At the New York Times, Ben Hubbard and Eric Schmitt report that Islamic State (which the Times still calls ISIS) chief Abu Bakr al-Baghdadi “handpicked many of his deputies from among the men he met while a prisoner in American custody at the Camp Bucca detention center a decade ago.” They continue:

He had a preference for military men, and so his leadership team includes many officers from Saddam Hussein’s long-disbanded army.

They include former Iraqi officers like Fadel al-Hayali, the top deputy for Iraq, who once served Mr. Hussein as a lieutenant colonel, and Adnan al-Sweidawi, a former lieutenant colonel who now heads the group’s military council.

The pedigree of its leadership … helps explain its battlefield successes: Its leaders augmented traditional military skill with terrorist techniques refined through years of fighting American troops, while also having deep local knowledge and contacts. ISIS is in effect a hybrid of terrorists and an army. … it fights more like an army than most insurgent groups, holding territory and coordinating operations across large areas.

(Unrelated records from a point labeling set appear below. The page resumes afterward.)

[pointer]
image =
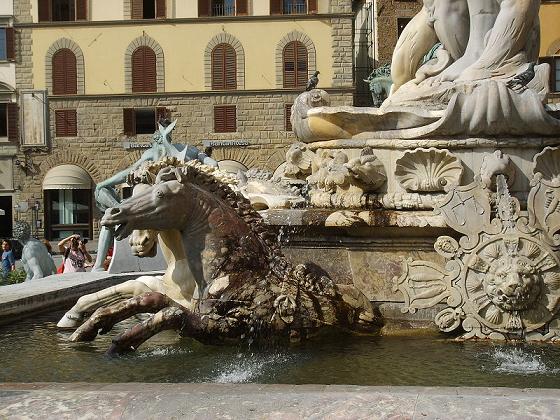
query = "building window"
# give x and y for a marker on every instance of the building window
(7, 52)
(401, 24)
(295, 60)
(3, 120)
(66, 123)
(144, 70)
(62, 10)
(287, 117)
(224, 67)
(68, 211)
(225, 119)
(64, 73)
(148, 9)
(554, 63)
(292, 7)
(9, 116)
(222, 7)
(142, 120)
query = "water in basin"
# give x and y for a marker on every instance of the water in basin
(34, 350)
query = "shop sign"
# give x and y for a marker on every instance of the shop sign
(128, 145)
(225, 143)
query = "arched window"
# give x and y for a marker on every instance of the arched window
(144, 70)
(64, 73)
(294, 60)
(224, 67)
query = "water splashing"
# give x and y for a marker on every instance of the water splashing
(519, 361)
(247, 368)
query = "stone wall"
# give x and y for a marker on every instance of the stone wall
(98, 148)
(342, 52)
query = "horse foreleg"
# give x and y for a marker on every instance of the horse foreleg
(171, 318)
(103, 319)
(89, 303)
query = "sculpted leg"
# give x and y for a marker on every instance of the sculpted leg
(103, 319)
(503, 47)
(105, 241)
(415, 41)
(170, 318)
(88, 303)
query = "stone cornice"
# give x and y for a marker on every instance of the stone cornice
(175, 21)
(249, 92)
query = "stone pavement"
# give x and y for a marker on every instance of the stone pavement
(254, 401)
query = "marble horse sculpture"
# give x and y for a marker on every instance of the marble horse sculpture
(226, 279)
(482, 81)
(106, 196)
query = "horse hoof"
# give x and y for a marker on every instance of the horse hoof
(70, 321)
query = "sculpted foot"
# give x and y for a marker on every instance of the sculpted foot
(70, 320)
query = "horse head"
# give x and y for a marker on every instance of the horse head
(152, 207)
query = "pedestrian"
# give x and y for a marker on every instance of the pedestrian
(47, 245)
(8, 259)
(74, 256)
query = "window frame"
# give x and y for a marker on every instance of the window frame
(130, 127)
(228, 124)
(66, 89)
(69, 116)
(224, 78)
(287, 117)
(45, 11)
(146, 84)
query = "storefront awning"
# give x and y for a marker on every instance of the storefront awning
(67, 177)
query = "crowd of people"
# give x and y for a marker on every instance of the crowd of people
(75, 256)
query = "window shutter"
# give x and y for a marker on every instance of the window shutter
(137, 9)
(161, 114)
(161, 11)
(288, 116)
(312, 6)
(275, 7)
(203, 8)
(144, 70)
(302, 73)
(66, 123)
(10, 44)
(231, 119)
(44, 10)
(217, 67)
(224, 67)
(289, 65)
(551, 76)
(65, 81)
(225, 119)
(81, 9)
(129, 121)
(241, 7)
(219, 119)
(13, 119)
(230, 67)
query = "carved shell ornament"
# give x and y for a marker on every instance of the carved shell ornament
(547, 164)
(428, 170)
(298, 160)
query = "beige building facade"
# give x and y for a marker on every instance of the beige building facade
(8, 121)
(94, 76)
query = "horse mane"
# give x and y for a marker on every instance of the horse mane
(221, 184)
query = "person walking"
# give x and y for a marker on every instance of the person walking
(74, 256)
(8, 259)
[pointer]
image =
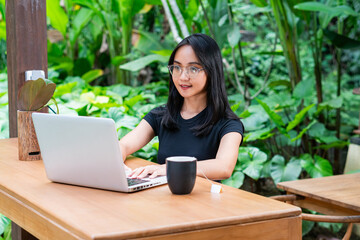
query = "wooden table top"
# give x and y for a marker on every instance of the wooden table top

Michael Knights of the conservative Washington Institute for Near East Policy, told Hubbard and Schmitt that “it was no surprise that so many officers from Mr. Hussein’s era had joined ISIS. Discontent in the military was widespread near the end of his rule, and underground Islamist movements were gaining strength, even inside the military.

In other words, the Middle East is still suffering the effects of Coalition Provisional Authority Order Number 2 issued by CPA administrator Paul Bremmer and the Defense Department, which ordered the Iraqi military Saddam Hussein disbanded.